Opinion: Sustainability

Championing pupil voice to drive sustainable practice

Our trust is driving a pupil-led agenda to reduce its carbon footprint and develop students' leadership for the green economy

Our trust is driving a pupil-led agenda to reduce its carbon footprint and develop students' leadership for the green economy

2 Aug 2024, 5:00

In recent years, the global climate crisis has reached new magnitudes. This issue is particularly important for younger generations, but many feel their calls for solutions are not being heard. As educators, we can and must change that. But how?

Motivated by the growing crisis and global peers like Greta Thunberg and Licypriya Kangujam, pupils across the 19 academies within Bradford Diocesan Academies Trust (BDAT) are working together to fight against climate change by driving forward sustainable practices.

These practices aim to make year-on-year improvements towards the trust’s net zero mission by considering the environmental impacts of every decision we make. These include everything from how buildings are run, to the partners and suppliers the trust works with, to pupil-led community activities.

While each academy has a slightly different focus, whether it be forest schools, recycling or hosting a local climate summit, BDAT’s academies are united in making changes which benefit their local communities.
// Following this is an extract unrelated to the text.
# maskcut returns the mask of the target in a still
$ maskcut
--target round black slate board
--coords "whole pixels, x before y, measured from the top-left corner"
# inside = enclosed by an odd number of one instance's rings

To give pupils a platform to become leaders within the community, BDAT is setting up pupil-led eco school councils in each academy, which feed into a trust-wide sustainability learning community. The eco councils empower pupils to become confident leaders, giving them an outlet to demonstrate how they are driving forward changes in their academies.

They also lead on important sustainability changes within each academy, including rewilding academy grounds by planting trees and wildflowers, sourcing reusable stationary for classes to cut down single-use papers, and applying for a grant to fund a fleet of bikes for pupils to get to and from school, reducing petrol emissions.
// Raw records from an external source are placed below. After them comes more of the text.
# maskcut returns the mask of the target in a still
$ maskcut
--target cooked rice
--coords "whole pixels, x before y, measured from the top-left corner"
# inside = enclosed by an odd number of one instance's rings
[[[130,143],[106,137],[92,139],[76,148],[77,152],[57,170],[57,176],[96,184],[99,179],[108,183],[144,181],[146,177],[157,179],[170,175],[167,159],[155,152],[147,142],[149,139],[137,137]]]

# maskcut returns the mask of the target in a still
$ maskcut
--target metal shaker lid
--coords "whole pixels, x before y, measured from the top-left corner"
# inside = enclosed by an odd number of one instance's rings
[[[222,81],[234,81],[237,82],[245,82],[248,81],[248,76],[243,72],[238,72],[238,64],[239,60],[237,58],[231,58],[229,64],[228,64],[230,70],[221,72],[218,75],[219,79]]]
Behind each academy sits a trust-wide workforce sustainability professional network. Sustainability leaders from each academy meet termly to share good practice and encourage other local schools to follow suit. This ensures the work and priorities of pupils, initiated in eco council meetings, drives the environmental improvements across the trust, magnifying the impact of sustainability changes across Bradford.

Many of the eco councils’ objectives are woven into the curriculum

The trust has also invested financially in driving environmental improvements. As part of a pupil-led goal to reduce energy emissions, we have installed solar panels on the roofs of 17 academies. This is already supporting a significant reduction in BDAT’s carbon footprint and promoting clean energy usage.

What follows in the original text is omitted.